How to use custom transcription service¶

Due to unavailability of capability of current browsers to do guest side/or screen side audio transcription we cannot do guest side transcription in browser, hence currently host side transcription for enhant plugin is done by command line docker application , for this enhant plugin sends captures screen audio using tabcapture api in chrome, this audio is sent into with following format:

type: LINEAR16
number of channels: 1
sample rate: 44100
sample width: 2

additionally transcription service is hosted as an websocket server with https enabled on port number 1111

To communicate some of the configuration parameters are communicated between plugin and command line application. Format of data sent by Plugin to application on first connect:

{
    "cmd":"start",
    "origin":"speaker",
    "conversation_id":"ID",
    "lang":"en-US"
}

On successfully connect application sends following json data back:

{
    "cmd":"start",
    "origin":"speaker",
    "conversation_id":"ID",
    "lang_enabled":"en-US",
    "need_punctuation": True
}

After this initial handshake browser plugin needs to send continuous packets of raw audio data in format discussed earlier. In return transcription service sends back text transcription data as and when available.

To implement your own transcription service you need to follow the same protocol so that plugin remains interface agnostic to actual transcription service.

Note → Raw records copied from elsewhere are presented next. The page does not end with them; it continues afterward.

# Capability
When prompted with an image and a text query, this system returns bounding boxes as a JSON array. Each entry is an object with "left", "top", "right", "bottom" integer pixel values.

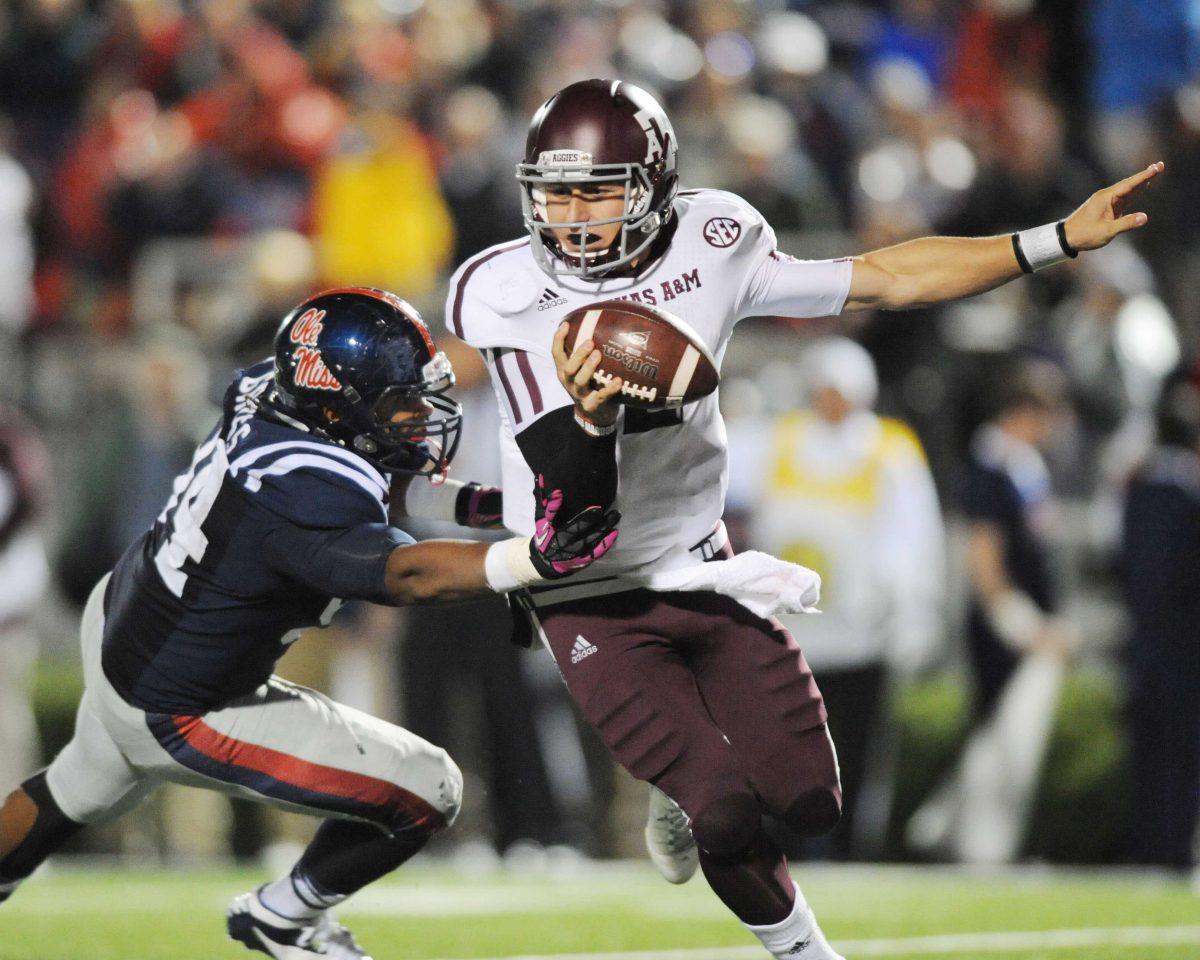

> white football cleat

[
  {"left": 644, "top": 785, "right": 698, "bottom": 884},
  {"left": 226, "top": 888, "right": 372, "bottom": 960}
]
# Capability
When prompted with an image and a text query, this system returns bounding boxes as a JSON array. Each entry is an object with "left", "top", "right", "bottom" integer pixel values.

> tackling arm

[
  {"left": 844, "top": 162, "right": 1163, "bottom": 312},
  {"left": 384, "top": 481, "right": 619, "bottom": 603},
  {"left": 382, "top": 538, "right": 491, "bottom": 604},
  {"left": 265, "top": 489, "right": 618, "bottom": 607}
]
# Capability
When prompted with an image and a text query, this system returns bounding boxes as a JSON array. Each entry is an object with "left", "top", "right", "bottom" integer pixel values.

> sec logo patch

[{"left": 703, "top": 217, "right": 741, "bottom": 248}]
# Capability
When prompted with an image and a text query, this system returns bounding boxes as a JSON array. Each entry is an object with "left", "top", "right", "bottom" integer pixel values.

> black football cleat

[{"left": 227, "top": 888, "right": 372, "bottom": 960}]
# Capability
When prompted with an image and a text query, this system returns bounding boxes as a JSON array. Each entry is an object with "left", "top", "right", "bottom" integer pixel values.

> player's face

[
  {"left": 376, "top": 395, "right": 434, "bottom": 426},
  {"left": 543, "top": 183, "right": 627, "bottom": 254}
]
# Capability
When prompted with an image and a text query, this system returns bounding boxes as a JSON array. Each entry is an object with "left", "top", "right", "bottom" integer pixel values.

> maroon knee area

[
  {"left": 690, "top": 791, "right": 762, "bottom": 860},
  {"left": 782, "top": 784, "right": 842, "bottom": 837}
]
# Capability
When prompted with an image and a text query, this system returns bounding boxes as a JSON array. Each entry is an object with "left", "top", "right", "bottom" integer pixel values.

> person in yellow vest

[
  {"left": 313, "top": 108, "right": 455, "bottom": 298},
  {"left": 727, "top": 336, "right": 944, "bottom": 859}
]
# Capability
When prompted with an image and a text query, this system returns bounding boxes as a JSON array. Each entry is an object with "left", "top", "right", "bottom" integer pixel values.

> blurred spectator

[
  {"left": 1120, "top": 361, "right": 1200, "bottom": 873},
  {"left": 961, "top": 359, "right": 1073, "bottom": 724},
  {"left": 0, "top": 127, "right": 36, "bottom": 403},
  {"left": 940, "top": 88, "right": 1092, "bottom": 248},
  {"left": 1088, "top": 0, "right": 1199, "bottom": 175},
  {"left": 1051, "top": 241, "right": 1180, "bottom": 546},
  {"left": 727, "top": 337, "right": 944, "bottom": 859},
  {"left": 0, "top": 0, "right": 107, "bottom": 179},
  {"left": 0, "top": 128, "right": 35, "bottom": 337},
  {"left": 0, "top": 407, "right": 50, "bottom": 793},
  {"left": 437, "top": 86, "right": 522, "bottom": 266},
  {"left": 909, "top": 358, "right": 1076, "bottom": 863},
  {"left": 57, "top": 337, "right": 212, "bottom": 605},
  {"left": 313, "top": 105, "right": 453, "bottom": 296}
]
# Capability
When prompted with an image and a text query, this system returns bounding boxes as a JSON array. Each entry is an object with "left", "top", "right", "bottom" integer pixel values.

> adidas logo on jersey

[
  {"left": 537, "top": 288, "right": 569, "bottom": 311},
  {"left": 570, "top": 634, "right": 598, "bottom": 664}
]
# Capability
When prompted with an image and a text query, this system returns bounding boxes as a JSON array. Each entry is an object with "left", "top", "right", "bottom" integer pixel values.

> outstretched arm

[
  {"left": 844, "top": 162, "right": 1164, "bottom": 312},
  {"left": 383, "top": 480, "right": 618, "bottom": 603}
]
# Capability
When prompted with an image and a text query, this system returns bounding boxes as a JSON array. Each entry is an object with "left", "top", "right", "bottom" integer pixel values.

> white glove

[{"left": 642, "top": 550, "right": 821, "bottom": 619}]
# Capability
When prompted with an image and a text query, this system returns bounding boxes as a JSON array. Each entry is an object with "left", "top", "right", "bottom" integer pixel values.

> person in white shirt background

[{"left": 0, "top": 409, "right": 51, "bottom": 795}]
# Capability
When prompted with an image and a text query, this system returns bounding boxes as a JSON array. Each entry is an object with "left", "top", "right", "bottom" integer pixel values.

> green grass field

[{"left": 1, "top": 862, "right": 1196, "bottom": 960}]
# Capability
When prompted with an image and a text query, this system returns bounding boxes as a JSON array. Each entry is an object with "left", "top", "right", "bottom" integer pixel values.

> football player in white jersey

[{"left": 445, "top": 79, "right": 1161, "bottom": 960}]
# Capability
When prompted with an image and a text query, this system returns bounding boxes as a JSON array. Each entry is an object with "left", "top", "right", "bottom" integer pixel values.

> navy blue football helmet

[{"left": 267, "top": 287, "right": 462, "bottom": 477}]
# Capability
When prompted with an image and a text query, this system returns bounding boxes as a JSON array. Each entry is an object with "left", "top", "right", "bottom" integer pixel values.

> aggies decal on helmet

[{"left": 516, "top": 79, "right": 679, "bottom": 279}]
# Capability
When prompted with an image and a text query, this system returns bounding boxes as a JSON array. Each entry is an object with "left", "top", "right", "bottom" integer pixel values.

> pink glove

[{"left": 530, "top": 476, "right": 619, "bottom": 578}]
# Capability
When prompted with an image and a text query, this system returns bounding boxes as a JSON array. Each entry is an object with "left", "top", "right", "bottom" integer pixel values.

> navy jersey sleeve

[
  {"left": 227, "top": 429, "right": 405, "bottom": 601},
  {"left": 230, "top": 436, "right": 391, "bottom": 529},
  {"left": 261, "top": 520, "right": 414, "bottom": 604}
]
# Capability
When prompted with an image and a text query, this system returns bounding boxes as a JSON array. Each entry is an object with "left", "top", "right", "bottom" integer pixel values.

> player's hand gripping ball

[{"left": 559, "top": 300, "right": 719, "bottom": 410}]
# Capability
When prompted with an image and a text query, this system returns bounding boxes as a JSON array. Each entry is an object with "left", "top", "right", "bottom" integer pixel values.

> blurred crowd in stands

[{"left": 1, "top": 0, "right": 1198, "bottom": 872}]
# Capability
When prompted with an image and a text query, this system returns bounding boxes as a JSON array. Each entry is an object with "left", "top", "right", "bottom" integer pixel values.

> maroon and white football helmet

[{"left": 517, "top": 79, "right": 679, "bottom": 279}]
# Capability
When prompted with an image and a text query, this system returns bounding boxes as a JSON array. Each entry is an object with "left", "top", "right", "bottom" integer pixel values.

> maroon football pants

[{"left": 530, "top": 585, "right": 842, "bottom": 854}]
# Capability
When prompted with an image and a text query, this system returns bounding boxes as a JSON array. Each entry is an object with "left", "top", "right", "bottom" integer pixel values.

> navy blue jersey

[
  {"left": 960, "top": 457, "right": 1058, "bottom": 613},
  {"left": 101, "top": 361, "right": 413, "bottom": 714}
]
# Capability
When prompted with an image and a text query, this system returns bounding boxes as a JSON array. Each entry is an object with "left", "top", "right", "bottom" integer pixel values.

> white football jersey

[{"left": 444, "top": 189, "right": 853, "bottom": 576}]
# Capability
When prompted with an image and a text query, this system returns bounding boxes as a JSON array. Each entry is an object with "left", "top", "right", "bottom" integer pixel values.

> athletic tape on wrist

[
  {"left": 485, "top": 537, "right": 544, "bottom": 593},
  {"left": 1012, "top": 221, "right": 1075, "bottom": 273}
]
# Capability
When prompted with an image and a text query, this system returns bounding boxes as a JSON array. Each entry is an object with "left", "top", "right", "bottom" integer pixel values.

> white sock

[
  {"left": 257, "top": 871, "right": 346, "bottom": 922},
  {"left": 744, "top": 883, "right": 844, "bottom": 960}
]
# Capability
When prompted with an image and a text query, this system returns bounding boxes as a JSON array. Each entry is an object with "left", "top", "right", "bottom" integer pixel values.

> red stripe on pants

[{"left": 171, "top": 715, "right": 445, "bottom": 830}]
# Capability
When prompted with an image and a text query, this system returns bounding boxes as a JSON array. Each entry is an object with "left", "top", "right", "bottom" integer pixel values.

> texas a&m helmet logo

[
  {"left": 633, "top": 106, "right": 668, "bottom": 167},
  {"left": 289, "top": 308, "right": 342, "bottom": 391}
]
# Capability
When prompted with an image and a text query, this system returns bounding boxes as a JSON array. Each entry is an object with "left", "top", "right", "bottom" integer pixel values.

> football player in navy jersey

[{"left": 0, "top": 288, "right": 618, "bottom": 960}]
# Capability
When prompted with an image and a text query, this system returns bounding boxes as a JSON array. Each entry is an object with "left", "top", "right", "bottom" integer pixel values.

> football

[{"left": 559, "top": 299, "right": 719, "bottom": 409}]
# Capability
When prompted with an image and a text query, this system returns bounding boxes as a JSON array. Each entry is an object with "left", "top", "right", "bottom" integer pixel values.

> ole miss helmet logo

[{"left": 289, "top": 308, "right": 342, "bottom": 391}]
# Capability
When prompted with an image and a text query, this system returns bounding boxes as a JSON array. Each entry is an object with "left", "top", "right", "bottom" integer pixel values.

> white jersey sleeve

[
  {"left": 731, "top": 204, "right": 853, "bottom": 323},
  {"left": 736, "top": 249, "right": 854, "bottom": 323}
]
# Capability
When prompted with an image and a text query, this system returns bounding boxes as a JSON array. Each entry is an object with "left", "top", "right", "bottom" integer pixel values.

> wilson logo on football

[{"left": 289, "top": 308, "right": 342, "bottom": 391}]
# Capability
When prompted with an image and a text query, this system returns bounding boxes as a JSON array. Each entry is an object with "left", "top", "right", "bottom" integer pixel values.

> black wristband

[
  {"left": 1011, "top": 233, "right": 1033, "bottom": 274},
  {"left": 1055, "top": 220, "right": 1078, "bottom": 258}
]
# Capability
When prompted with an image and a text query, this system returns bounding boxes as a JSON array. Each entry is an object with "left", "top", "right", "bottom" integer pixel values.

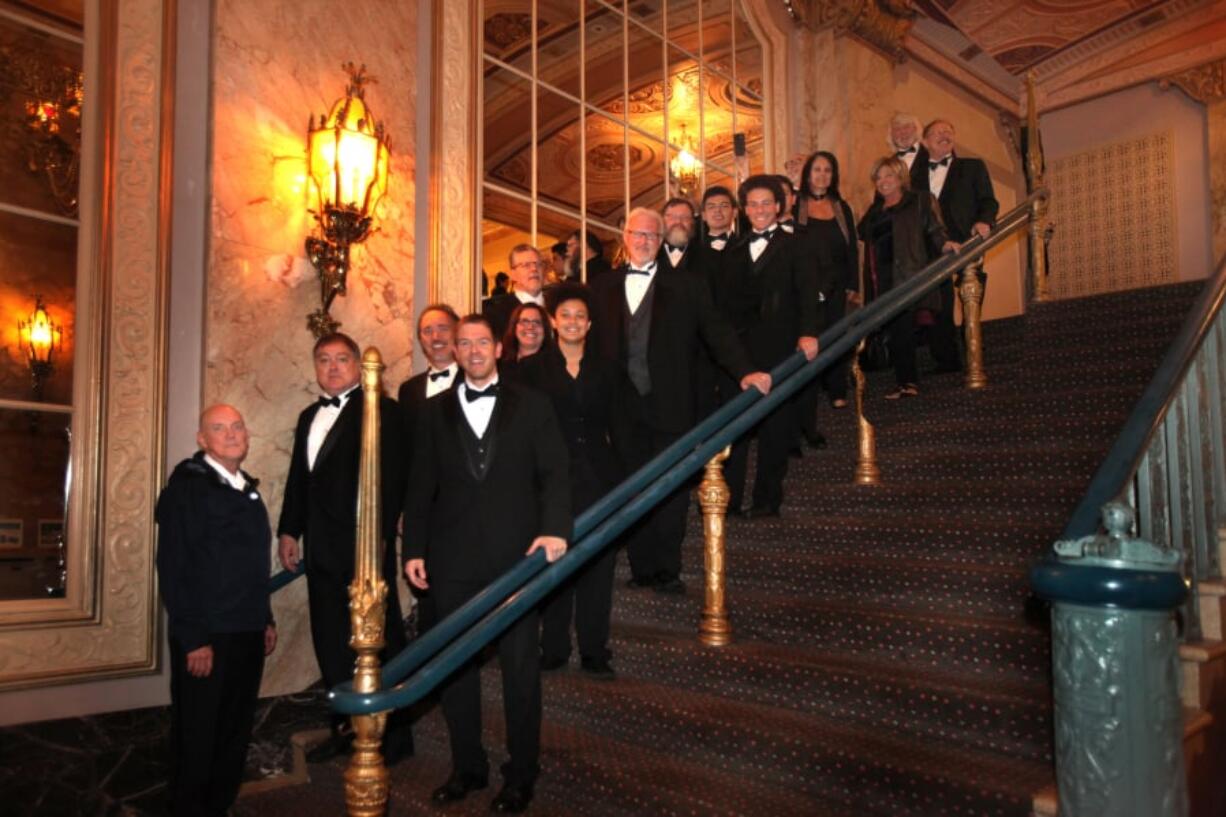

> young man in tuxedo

[
  {"left": 717, "top": 175, "right": 823, "bottom": 518},
  {"left": 589, "top": 207, "right": 771, "bottom": 593},
  {"left": 396, "top": 303, "right": 460, "bottom": 634},
  {"left": 404, "top": 314, "right": 571, "bottom": 814},
  {"left": 915, "top": 118, "right": 999, "bottom": 373},
  {"left": 276, "top": 332, "right": 413, "bottom": 765},
  {"left": 700, "top": 186, "right": 737, "bottom": 252},
  {"left": 483, "top": 245, "right": 547, "bottom": 337}
]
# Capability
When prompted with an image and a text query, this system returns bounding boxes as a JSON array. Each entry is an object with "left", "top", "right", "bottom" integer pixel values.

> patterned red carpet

[{"left": 240, "top": 282, "right": 1203, "bottom": 816}]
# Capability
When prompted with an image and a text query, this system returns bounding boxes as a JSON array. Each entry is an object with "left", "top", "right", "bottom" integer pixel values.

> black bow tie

[
  {"left": 318, "top": 387, "right": 359, "bottom": 408},
  {"left": 707, "top": 233, "right": 728, "bottom": 242},
  {"left": 929, "top": 156, "right": 951, "bottom": 170},
  {"left": 429, "top": 369, "right": 452, "bottom": 382},
  {"left": 751, "top": 229, "right": 776, "bottom": 242},
  {"left": 627, "top": 263, "right": 656, "bottom": 276},
  {"left": 465, "top": 383, "right": 500, "bottom": 402},
  {"left": 664, "top": 243, "right": 683, "bottom": 253},
  {"left": 896, "top": 146, "right": 917, "bottom": 157}
]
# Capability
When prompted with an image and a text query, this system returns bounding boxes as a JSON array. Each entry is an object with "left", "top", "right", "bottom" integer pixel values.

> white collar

[
  {"left": 462, "top": 373, "right": 500, "bottom": 392},
  {"left": 428, "top": 362, "right": 458, "bottom": 377},
  {"left": 515, "top": 290, "right": 544, "bottom": 306},
  {"left": 203, "top": 454, "right": 246, "bottom": 490}
]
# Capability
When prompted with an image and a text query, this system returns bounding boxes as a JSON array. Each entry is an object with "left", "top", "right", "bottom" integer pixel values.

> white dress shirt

[
  {"left": 665, "top": 245, "right": 685, "bottom": 268},
  {"left": 515, "top": 290, "right": 545, "bottom": 307},
  {"left": 203, "top": 454, "right": 246, "bottom": 490},
  {"left": 307, "top": 387, "right": 357, "bottom": 470},
  {"left": 458, "top": 376, "right": 499, "bottom": 438},
  {"left": 425, "top": 362, "right": 459, "bottom": 398},
  {"left": 624, "top": 261, "right": 657, "bottom": 314},
  {"left": 748, "top": 227, "right": 776, "bottom": 263},
  {"left": 928, "top": 155, "right": 952, "bottom": 199},
  {"left": 897, "top": 142, "right": 919, "bottom": 170},
  {"left": 708, "top": 233, "right": 728, "bottom": 252}
]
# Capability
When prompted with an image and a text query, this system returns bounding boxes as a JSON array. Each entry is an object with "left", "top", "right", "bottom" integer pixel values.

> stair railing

[{"left": 1031, "top": 256, "right": 1226, "bottom": 816}]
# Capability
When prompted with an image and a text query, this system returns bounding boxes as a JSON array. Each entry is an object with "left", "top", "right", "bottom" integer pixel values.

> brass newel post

[
  {"left": 851, "top": 339, "right": 881, "bottom": 485},
  {"left": 1025, "top": 72, "right": 1051, "bottom": 302},
  {"left": 345, "top": 347, "right": 390, "bottom": 817},
  {"left": 699, "top": 446, "right": 732, "bottom": 646},
  {"left": 959, "top": 262, "right": 988, "bottom": 390}
]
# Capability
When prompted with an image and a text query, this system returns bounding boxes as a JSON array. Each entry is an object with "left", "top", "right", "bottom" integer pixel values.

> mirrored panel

[
  {"left": 626, "top": 0, "right": 662, "bottom": 33},
  {"left": 0, "top": 407, "right": 69, "bottom": 600},
  {"left": 485, "top": 61, "right": 534, "bottom": 197},
  {"left": 536, "top": 205, "right": 580, "bottom": 284},
  {"left": 700, "top": 0, "right": 732, "bottom": 74},
  {"left": 667, "top": 0, "right": 699, "bottom": 49},
  {"left": 585, "top": 1, "right": 622, "bottom": 112},
  {"left": 537, "top": 87, "right": 583, "bottom": 214},
  {"left": 628, "top": 134, "right": 668, "bottom": 213},
  {"left": 621, "top": 23, "right": 665, "bottom": 142},
  {"left": 484, "top": 0, "right": 535, "bottom": 73},
  {"left": 482, "top": 185, "right": 535, "bottom": 298},
  {"left": 537, "top": 0, "right": 582, "bottom": 96},
  {"left": 583, "top": 109, "right": 626, "bottom": 225},
  {"left": 733, "top": 2, "right": 762, "bottom": 100}
]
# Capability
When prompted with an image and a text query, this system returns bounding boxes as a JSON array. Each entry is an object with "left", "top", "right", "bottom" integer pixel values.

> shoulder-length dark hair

[
  {"left": 499, "top": 302, "right": 554, "bottom": 364},
  {"left": 798, "top": 150, "right": 843, "bottom": 202}
]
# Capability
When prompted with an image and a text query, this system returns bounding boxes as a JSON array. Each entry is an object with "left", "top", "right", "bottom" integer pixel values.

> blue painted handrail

[
  {"left": 318, "top": 193, "right": 1044, "bottom": 715},
  {"left": 1058, "top": 255, "right": 1226, "bottom": 540}
]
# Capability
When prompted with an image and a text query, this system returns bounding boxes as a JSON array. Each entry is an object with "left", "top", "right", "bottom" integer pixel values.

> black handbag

[{"left": 859, "top": 332, "right": 890, "bottom": 371}]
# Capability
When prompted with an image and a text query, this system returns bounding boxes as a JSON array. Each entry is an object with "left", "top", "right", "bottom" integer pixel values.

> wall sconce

[
  {"left": 669, "top": 123, "right": 700, "bottom": 199},
  {"left": 17, "top": 294, "right": 63, "bottom": 401},
  {"left": 304, "top": 62, "right": 391, "bottom": 338}
]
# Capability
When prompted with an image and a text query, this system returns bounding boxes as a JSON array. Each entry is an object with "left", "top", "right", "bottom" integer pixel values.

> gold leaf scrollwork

[
  {"left": 1159, "top": 58, "right": 1226, "bottom": 104},
  {"left": 800, "top": 0, "right": 916, "bottom": 63}
]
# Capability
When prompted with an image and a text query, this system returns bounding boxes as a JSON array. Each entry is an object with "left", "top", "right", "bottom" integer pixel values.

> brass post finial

[
  {"left": 959, "top": 263, "right": 988, "bottom": 390},
  {"left": 699, "top": 446, "right": 733, "bottom": 647},
  {"left": 851, "top": 339, "right": 881, "bottom": 485},
  {"left": 344, "top": 346, "right": 391, "bottom": 816}
]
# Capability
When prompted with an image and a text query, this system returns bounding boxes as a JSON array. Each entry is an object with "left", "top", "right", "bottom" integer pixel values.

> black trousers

[
  {"left": 434, "top": 581, "right": 541, "bottom": 788},
  {"left": 619, "top": 419, "right": 688, "bottom": 582},
  {"left": 929, "top": 278, "right": 961, "bottom": 371},
  {"left": 724, "top": 394, "right": 796, "bottom": 512},
  {"left": 541, "top": 546, "right": 615, "bottom": 663},
  {"left": 169, "top": 631, "right": 265, "bottom": 817},
  {"left": 887, "top": 307, "right": 920, "bottom": 386}
]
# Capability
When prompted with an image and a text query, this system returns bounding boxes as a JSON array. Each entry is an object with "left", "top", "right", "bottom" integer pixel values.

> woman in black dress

[
  {"left": 857, "top": 156, "right": 956, "bottom": 399},
  {"left": 519, "top": 283, "right": 628, "bottom": 679},
  {"left": 794, "top": 150, "right": 859, "bottom": 430}
]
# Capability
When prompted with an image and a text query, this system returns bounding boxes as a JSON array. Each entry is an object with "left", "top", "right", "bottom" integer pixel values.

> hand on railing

[
  {"left": 526, "top": 536, "right": 568, "bottom": 562},
  {"left": 278, "top": 533, "right": 301, "bottom": 572},
  {"left": 797, "top": 336, "right": 819, "bottom": 361},
  {"left": 740, "top": 371, "right": 772, "bottom": 394}
]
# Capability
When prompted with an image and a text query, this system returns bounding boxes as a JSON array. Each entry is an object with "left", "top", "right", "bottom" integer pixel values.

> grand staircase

[{"left": 242, "top": 281, "right": 1204, "bottom": 816}]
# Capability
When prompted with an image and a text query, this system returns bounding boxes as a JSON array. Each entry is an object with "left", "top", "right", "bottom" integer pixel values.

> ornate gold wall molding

[
  {"left": 798, "top": 0, "right": 915, "bottom": 63},
  {"left": 1160, "top": 58, "right": 1226, "bottom": 104},
  {"left": 0, "top": 0, "right": 169, "bottom": 688},
  {"left": 429, "top": 0, "right": 478, "bottom": 311}
]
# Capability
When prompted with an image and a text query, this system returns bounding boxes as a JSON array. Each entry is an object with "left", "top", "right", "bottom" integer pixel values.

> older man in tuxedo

[
  {"left": 404, "top": 314, "right": 570, "bottom": 814},
  {"left": 483, "top": 244, "right": 547, "bottom": 337},
  {"left": 277, "top": 332, "right": 413, "bottom": 765},
  {"left": 589, "top": 207, "right": 770, "bottom": 594}
]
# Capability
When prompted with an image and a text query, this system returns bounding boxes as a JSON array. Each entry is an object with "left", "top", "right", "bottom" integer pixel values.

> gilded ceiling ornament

[
  {"left": 1159, "top": 58, "right": 1226, "bottom": 103},
  {"left": 484, "top": 13, "right": 540, "bottom": 53},
  {"left": 798, "top": 0, "right": 916, "bottom": 63}
]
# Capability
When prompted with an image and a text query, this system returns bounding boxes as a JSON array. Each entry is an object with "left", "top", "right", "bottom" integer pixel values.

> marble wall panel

[{"left": 208, "top": 0, "right": 418, "bottom": 696}]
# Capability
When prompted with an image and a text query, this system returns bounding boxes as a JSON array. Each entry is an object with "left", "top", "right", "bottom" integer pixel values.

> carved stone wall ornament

[
  {"left": 1160, "top": 58, "right": 1226, "bottom": 103},
  {"left": 800, "top": 0, "right": 916, "bottom": 62}
]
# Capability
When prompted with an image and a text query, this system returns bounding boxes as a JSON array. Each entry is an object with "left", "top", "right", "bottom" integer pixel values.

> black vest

[
  {"left": 623, "top": 281, "right": 656, "bottom": 396},
  {"left": 458, "top": 398, "right": 498, "bottom": 481}
]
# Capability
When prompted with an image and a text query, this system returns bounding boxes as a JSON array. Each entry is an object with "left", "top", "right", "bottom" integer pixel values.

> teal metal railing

[{"left": 262, "top": 191, "right": 1046, "bottom": 716}]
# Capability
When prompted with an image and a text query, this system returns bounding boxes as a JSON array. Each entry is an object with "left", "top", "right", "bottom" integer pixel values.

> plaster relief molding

[
  {"left": 799, "top": 0, "right": 915, "bottom": 64},
  {"left": 0, "top": 0, "right": 167, "bottom": 687},
  {"left": 1160, "top": 58, "right": 1226, "bottom": 103},
  {"left": 431, "top": 0, "right": 477, "bottom": 311},
  {"left": 904, "top": 35, "right": 1020, "bottom": 114}
]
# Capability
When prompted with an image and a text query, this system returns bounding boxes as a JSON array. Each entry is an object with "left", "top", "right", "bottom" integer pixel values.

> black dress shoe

[
  {"left": 653, "top": 574, "right": 686, "bottom": 595},
  {"left": 490, "top": 782, "right": 534, "bottom": 813},
  {"left": 745, "top": 505, "right": 780, "bottom": 519},
  {"left": 803, "top": 430, "right": 827, "bottom": 449},
  {"left": 432, "top": 772, "right": 489, "bottom": 804},
  {"left": 625, "top": 574, "right": 657, "bottom": 589},
  {"left": 580, "top": 656, "right": 616, "bottom": 680},
  {"left": 540, "top": 653, "right": 568, "bottom": 671}
]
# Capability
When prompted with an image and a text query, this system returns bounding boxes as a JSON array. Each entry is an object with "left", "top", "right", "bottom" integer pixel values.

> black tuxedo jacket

[
  {"left": 589, "top": 265, "right": 753, "bottom": 433},
  {"left": 277, "top": 391, "right": 407, "bottom": 580},
  {"left": 481, "top": 293, "right": 529, "bottom": 339},
  {"left": 403, "top": 380, "right": 572, "bottom": 585},
  {"left": 717, "top": 230, "right": 826, "bottom": 366},
  {"left": 907, "top": 144, "right": 931, "bottom": 191},
  {"left": 913, "top": 153, "right": 999, "bottom": 242}
]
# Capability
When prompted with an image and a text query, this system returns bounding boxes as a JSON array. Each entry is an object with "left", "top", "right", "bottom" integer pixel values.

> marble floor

[{"left": 0, "top": 686, "right": 331, "bottom": 817}]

If for example you want to add Mozilla deepspeech as an transcription service you need to first find a streaming api for deepspeech which can take audio chunks as an input and gives back transcription back as text messages, now you can modify any of the two python websocket servers, located api/transcription_svc/websocket-server/asr_server.py or api/transcription_svc/websocket-server/python_websocket.py you client can than receive streaming audio data from enhant plugin on websocket as mentioned above and then pass on this audio steam through python multiprocessing module to separate os process which can in turn run and call Mozilla deepspeech api for speech to text. This way you can support for your own speech to text engine with enhant transcription service.